Wrong results in cufft!

Hi. I need help with cufft, my results are wrong and I have no idea why.

Here is my code:

#include<stdio.h>
#include<stdlib.h>
#include <cufft.h>

__global__ void print(cufftDoubleComplex *c, int h, int w){
for(int i=0; i<1; i++){
       	for (int j=0; j<w; j++){
          		printf("(%d,%d): %f + %fi\n",i+1, j+1, c[i*w+j].x, c[i*w+j].y);
        	}
		//printf("\n");
        }
}

int main(int argc, char *argv[]){
	cudaSetDevice(0);	

	int img_w=5;
	int img_h=5;

	double fx[img_w*img_h], *d_fx;	
	
	cudaMalloc((void**)&d_fx, img_w*img_h*sizeof(double));
	cufftDoubleComplex *otfFx;
	cudaMalloc((void**)&otfFx, img_w*img_h*sizeof(cufftDoubleComplex));	

	for(int i=0; i<img_w*img_h; i++){
		fx[i]=0;
	}

	fx[0]=1;
	fx[img_w-1]=-1;
	cudaMemcpy(d_fx, fx, img_w*img_h*sizeof(double), cudaMemcpyHostToDevice);

	cufftHandle plan_fx;
	cufftPlan2d(&plan_fx, img_h, img_w, CUFFT_D2Z);
	cufftExecD2Z(plan_fx, d_fx, otfFx);

	print<<<1,1>>>(otfFx, img_h, img_w);
	cudaDeviceSynchronize();
	
	cufftDestroy(plan_fx);
	cudaFree(d_fx);
	cudaFree(otfFx);
	return 0;
}

That’s what I’m getting in the first line of the result:

0.00000 + 0.00000i 0.69098 - 0.95106i 1.80902 - 0.58779i 0.00000 + 0.00000i 0.69098 - 0.95105i

It should be:

0.00000 + 0.00000i 0.69098 - 0.95106i 1.80902 - 0.58779i 1.80902 + 0.58779i 0.69098 + 0.95106i

Everything is garbage after otfFx[14], it’s like the result is 5x3 when it should be 5x5.

That’s the matlab code that gives me the “right” results:

A=[1 0 0 0 -1; 0 0 0 0 0; 0 0 0 0 0; 0 0 0 0 0; 0 0 0 0 0];
fft2(A)

Real to Complex transforms in CUFFT only return a portion of the result (“the non-redundant elements”).
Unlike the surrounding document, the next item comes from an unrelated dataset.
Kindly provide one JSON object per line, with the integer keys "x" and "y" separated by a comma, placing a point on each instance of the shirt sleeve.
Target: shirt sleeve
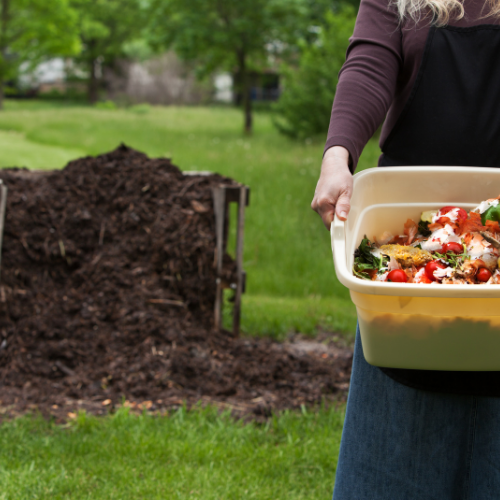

You may wish to read the data layout section of the doc carefully, for example to discover the expected sizes of the returned data:

http://docs.nvidia.com/cuda/cufft/index.html#data-layout

This can be particularly confusing in the 2D case (read that section too!)

My suggestion would be to start by doing the C2C (or Z2Z) transform, instead of R2C or D2Z, and see if the data is generated correctly. If so, the conversion to D2Z depends on you understanding data layout and the exact nature of the returned data. For example, in your case, if you read the documentation carefully, you will discover that the forward D2Z transform on a 5x5 array does not produce a 5x5 array as its result.

If you still need help, review this:

https://devtalk.nvidia.com/default/topic/826819/2d-cufft-wrong-result/

Thanks for the help, I had almost lost hope I would get an answer.
I will read the documentation when I have time, I have more urgent things to do right now.